Wówczas Głuptasek zażądał jej za żonę, lecz królowi się nie spodobał taki zięć. Zaczął więc robić różne zastrzeżenia i rzekł do Głuptaska, że musi on najpierw przyprowadzić człowieka, który potrafiłby wypić całe wino, które znajduje się w królewskiej piwnicy. Wówczas Głuptasek przypomniał sobie o małym siwym człowieczku, który mógłby mu pomóc. Udał się więc do lasu, a w miejscu, w którym ściął drzewo, ujrzał siedzącego z zatroskaną miną mężczyznę. Głuptasek spytał więc go, czym się tak zamartwia. Wówczas mężczyzna odpowiedział: - Odczuwam tak wielkie pragnienie, że nie potrafię go niczym ugasić. Zimnej wody nie znoszę, opróżniłem już wprawdzie beczkę wina, ale dla mnie było to jak mała kropelka. - Mogę ci pomóc - rzekł Głuptasek. - Chodź tylko ze mną, a wnet ugasisz swe pragnienie. I zaprowadził mężczyznę do piwnic królewskich, gdzie ten pochylił się nad wielkimi beczkami wina i pił wino, tak długo, aż w krzyżu zaczęło go boleć. A nim przeminął dzień, mężczyzna wypił całe wino, które było w piwnicy króla. Wówczas Głuptasek ponownie zażądał ręki królewny, lecz król się rozgniewał, że jakiś marny wyrostek, którego wszyscy zwą Głuptaskiem, miałby otrzymać jego córkę za żonę. Postawił więc król kolejny warunek: Głuptasek musiał znaleźć takiego człowieka, który potrafi zjeść całą górę chleba. Głuptasek zaś, nie namyślając się długo, poszedł znowu do lasu, w to samo miejsce, a tam siedział mężczyzna, który ściskał się rzemieniem w pasie i z niezwykle zatroskaną miną mówił: - Zjadłem właśnie cały piec chleba, lecz nic to nie pomogło na mój wielki głód, który mnie trapi. Mój żołądek ciągle jest nienasycony, muszę więc go zasznurować, inaczej umrę z głodu.
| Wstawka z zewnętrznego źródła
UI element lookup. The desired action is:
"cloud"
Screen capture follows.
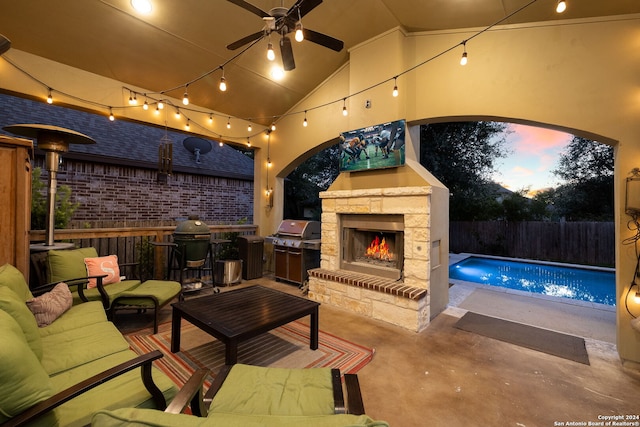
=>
[507,124,573,155]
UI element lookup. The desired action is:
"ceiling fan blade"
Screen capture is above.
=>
[227,0,270,18]
[302,28,344,52]
[287,0,322,21]
[280,36,296,71]
[227,31,264,50]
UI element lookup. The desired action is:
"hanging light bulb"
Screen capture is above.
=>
[182,85,189,105]
[295,8,304,42]
[295,21,304,43]
[460,40,469,65]
[219,67,227,92]
[267,42,276,61]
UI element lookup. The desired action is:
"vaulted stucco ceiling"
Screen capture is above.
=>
[0,0,640,123]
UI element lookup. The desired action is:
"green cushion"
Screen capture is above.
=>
[0,286,43,359]
[71,279,140,304]
[112,280,182,307]
[42,322,129,376]
[47,248,98,283]
[51,350,178,426]
[40,301,107,337]
[0,264,33,301]
[210,364,334,415]
[91,408,389,427]
[0,310,53,424]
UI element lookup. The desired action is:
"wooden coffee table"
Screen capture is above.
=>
[171,285,320,365]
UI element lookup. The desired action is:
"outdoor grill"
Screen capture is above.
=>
[265,219,320,285]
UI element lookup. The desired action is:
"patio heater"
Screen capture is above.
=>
[3,124,96,250]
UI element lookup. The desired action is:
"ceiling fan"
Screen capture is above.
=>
[227,0,344,71]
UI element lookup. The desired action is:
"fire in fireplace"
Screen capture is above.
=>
[340,214,404,279]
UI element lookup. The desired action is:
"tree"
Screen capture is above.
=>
[420,122,508,221]
[284,145,340,220]
[553,136,614,221]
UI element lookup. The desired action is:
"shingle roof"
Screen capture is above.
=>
[0,93,253,180]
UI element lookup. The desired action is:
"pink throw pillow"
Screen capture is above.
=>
[84,255,120,288]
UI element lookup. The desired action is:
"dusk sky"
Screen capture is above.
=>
[493,124,573,197]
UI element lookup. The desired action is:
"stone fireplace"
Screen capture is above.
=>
[309,162,449,332]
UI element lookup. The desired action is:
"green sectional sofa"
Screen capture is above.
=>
[0,264,178,426]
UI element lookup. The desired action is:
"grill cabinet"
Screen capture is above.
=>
[238,236,264,280]
[265,219,320,285]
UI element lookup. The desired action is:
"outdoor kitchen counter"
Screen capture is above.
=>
[171,285,320,365]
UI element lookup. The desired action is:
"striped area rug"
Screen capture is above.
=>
[125,320,375,387]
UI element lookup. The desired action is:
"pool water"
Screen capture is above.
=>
[449,257,616,306]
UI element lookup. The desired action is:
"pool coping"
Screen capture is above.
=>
[449,253,616,312]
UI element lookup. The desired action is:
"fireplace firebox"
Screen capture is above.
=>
[340,214,404,280]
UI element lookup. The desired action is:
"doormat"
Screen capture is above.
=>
[125,319,375,388]
[456,311,589,365]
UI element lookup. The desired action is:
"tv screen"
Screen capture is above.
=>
[339,120,405,172]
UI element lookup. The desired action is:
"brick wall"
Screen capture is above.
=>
[34,156,253,226]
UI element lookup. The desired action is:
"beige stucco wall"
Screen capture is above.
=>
[0,15,640,364]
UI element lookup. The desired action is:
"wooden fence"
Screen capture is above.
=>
[449,221,615,267]
[29,224,258,286]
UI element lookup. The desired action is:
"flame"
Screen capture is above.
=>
[365,236,394,261]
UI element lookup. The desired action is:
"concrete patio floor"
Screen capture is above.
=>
[117,270,640,427]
Na te słowa Głuptasek bardzo się ucieszył i rzekł: - Chodź ze mną, a wnet zaspokoisz swój głód. Po czym zaprowadził mężczyznę na królewski dziedziniec, gdzie tymczasem zwieziono mąkę z całego królestwa i upieczono z niej ogromną górę chleba. Mężczyzna spotkany w lesie stanął wnet przed nią i zaczął jeść, a następnego dnia już góry nie było. 122

«Głuptasek zażądał więc po raz trzeci ręki królewny, lecz król ponownie, szukając wymówki, zażądał, by chłopak sprowadził statek, który potrafi pływać po lądach i morzach. - Jak tylko przypłyniesz tu takim statkiem - rzekł król - wnet moja córka zostanie twoją żoną. Głuptasek powędrował więc znów do lasu, a tam zastał siedzącego starego siwego człowieczka, któremu kiedyś Głuptasek oddał kawałek swego ciasta. - Już jadłem za ciebie i piłem - rzekł człowieczek - a teraz podaruję ci statek. Wszystko to zaś robię, ponieważ byłeś wobec mnie miłosierny. Podarował więc Głuptaskowi statek, który pływał po lądach i morzach. A król, gdy ujrzał statek, nie mógł już dłużej ociągać się ze spełnieniem swego przyrzeczenia. Urządzono więc huczne wesele, a po śmierci króla Głuptasek wstąpił na tron i żył jeszcze długie lata, ciesząc się swą piękną żoną.